De facto, «Portugal é hoje um país não só mais injusto e desigual no plano social e no desenvolvimento do seu território, como é também mais dependente, mais endividado, mais deficitário e mais vulnerável», frisa o documento, que lembra ainda que «a grave crise que o País enfrenta, sendo fruto das políticas de direita no plano nacional, não é separável da crise dos fundamentos da União Europeia (UE)» e que os flagelos socioeconómicos nacionais decorrem «da natureza exploradora associada ao presente processo de “integração europeia”».

25 anos depois, importa compreender para que serviu e a quem serviu a adesão de Portugal à CEE, para que servem e a quem servem os Tratados [em vigor], prossegue o texto do Secretariado. «A realidade demonstra, cada vez de forma mais evidente, que os interesses que a UE neoliberal, militarista e federalista serve são os do grande capital, nomeadamente do grande capital financeiro, das grandes potências como a Alemanha, dos defensores do militarismo e da política agressiva da NATO, e não os interesses dos trabalhadores e povos da Europa, da cooperação e da paz».

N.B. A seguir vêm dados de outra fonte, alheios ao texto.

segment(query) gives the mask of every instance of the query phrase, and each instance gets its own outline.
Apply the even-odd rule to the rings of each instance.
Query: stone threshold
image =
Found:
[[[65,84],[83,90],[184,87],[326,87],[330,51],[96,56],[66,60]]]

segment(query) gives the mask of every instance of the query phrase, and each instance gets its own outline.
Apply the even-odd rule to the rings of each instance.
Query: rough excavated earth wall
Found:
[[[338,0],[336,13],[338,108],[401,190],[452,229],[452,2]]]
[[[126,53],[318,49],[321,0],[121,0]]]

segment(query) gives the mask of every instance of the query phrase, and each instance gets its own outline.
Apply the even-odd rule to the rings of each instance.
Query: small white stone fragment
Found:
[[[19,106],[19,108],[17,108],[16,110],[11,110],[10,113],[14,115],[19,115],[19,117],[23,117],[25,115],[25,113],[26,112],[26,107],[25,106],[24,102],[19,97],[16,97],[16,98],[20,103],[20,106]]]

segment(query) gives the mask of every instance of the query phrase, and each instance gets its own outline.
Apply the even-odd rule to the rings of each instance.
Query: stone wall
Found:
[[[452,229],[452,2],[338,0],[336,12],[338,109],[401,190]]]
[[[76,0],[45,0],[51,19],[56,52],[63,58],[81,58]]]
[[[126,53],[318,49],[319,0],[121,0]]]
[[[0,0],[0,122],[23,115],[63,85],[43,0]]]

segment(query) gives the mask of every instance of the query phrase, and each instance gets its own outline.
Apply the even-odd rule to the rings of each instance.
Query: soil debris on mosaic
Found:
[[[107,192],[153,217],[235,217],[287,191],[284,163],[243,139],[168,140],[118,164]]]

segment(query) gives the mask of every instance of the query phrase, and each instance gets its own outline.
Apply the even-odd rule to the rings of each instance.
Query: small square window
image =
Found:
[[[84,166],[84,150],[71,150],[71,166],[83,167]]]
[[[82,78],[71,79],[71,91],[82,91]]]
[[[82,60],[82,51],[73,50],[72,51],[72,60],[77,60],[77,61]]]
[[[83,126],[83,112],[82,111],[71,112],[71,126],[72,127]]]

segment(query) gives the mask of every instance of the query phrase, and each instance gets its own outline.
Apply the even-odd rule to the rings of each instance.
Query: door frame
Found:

«As medidas tomadas pela União Europeia e pelos governos de vários países, incluindo Portugal, em nome de um suposto “combate à crise” revelam bem o grau de falsidade dos discursos da “solidariedade”, da “coesão” e da “Europa social”, colocando em evidência para que servem de facto os instrumentos contidos nos tratados, nas políticas comuns e nas Estratégias como a “Europa 2020”», aduz.

O “combate à crise” é o pretexto para incrementar «uma política de concentração e centralização do poder económico e político que, alimentando-se da dependência e fragilidade económica de alguns países – como Portugal –, desfere novos e gravíssimos ataques contra os direitos laborais e sociais, a soberania e a própria democracia e põe em causa o futuro de milhões de pessoas e dos seus países», destaca igualmente o documento assinado pelo Secretariado.

 

Existe alternativa

 

«Mas, 25 anos depois, o PCP afirma com convicção que é possível uma outra Europa dos trabalhadores e dos povos». Tal só é possível construir pela luta e afirmando a ruptura com o actual rumo da UE, alternativa «assente no respeito pela democracia e pelos direitos laborais e sociais» na «convergência e cooperação fundadas no progresso social» e «no apoio à produção nacional, no investimento público, no reforço dos serviços públicos, no emprego com direitos, no fim da “livre” circulação de capitais, no combate à financeirização e dependência económicas».

«Afirmando o seu inabalável compromisso em defesa da Constituição da República Portuguesa - que consagrou muitos dos avanços, realizações e conquistas democráticas da Revolução de Abril, nomeadamente no que se refere à independência e soberania nacionais – o PCP reitera a sua rejeição a uma integração europeia caracterizada pela submissão e condicionamento do desenvolvimento de Portugal e renova o seu compromisso de lutar por um Portugal independente e soberano, por um projecto de cooperação entre Estados soberanos e iguais que promova a melhoria das condições de vida dos trabalhadores e do povo e o progresso do país, a paz e a solidariedade internacional, consentâneo com o projecto de desenvolvimento democrático, patriótico e internacionalista consagrado na Constituição de Abril.

«O actual rumo da integração europeia não é uma inevitabilidade», acrescenta o PCP, assim como «não é inevitável a brutal regressão civilizacional que as classes dominantes tentam impor aos povos da Europa».

«A resposta dos trabalhadores e dos povos de vários países europeus à violenta ofensiva anti-social em curso na União Europeia – e de que a manifestação do passado dia 29 de Maio em Lisboa é um importante exemplo – assim como as mudanças operadas no quadro internacional, designadamente na América Latina, demonstram que um outro mundo e uma outra Europa são possíveis, na base da solidariedade, do respeito mútuo e da reciprocidade, respeitando-se o direito soberano dos povos a escolherem a sua opção em termos de organização económica, social e política, na defesa da paz e da cooperação com os povos de todo o mundo», conclui a nota.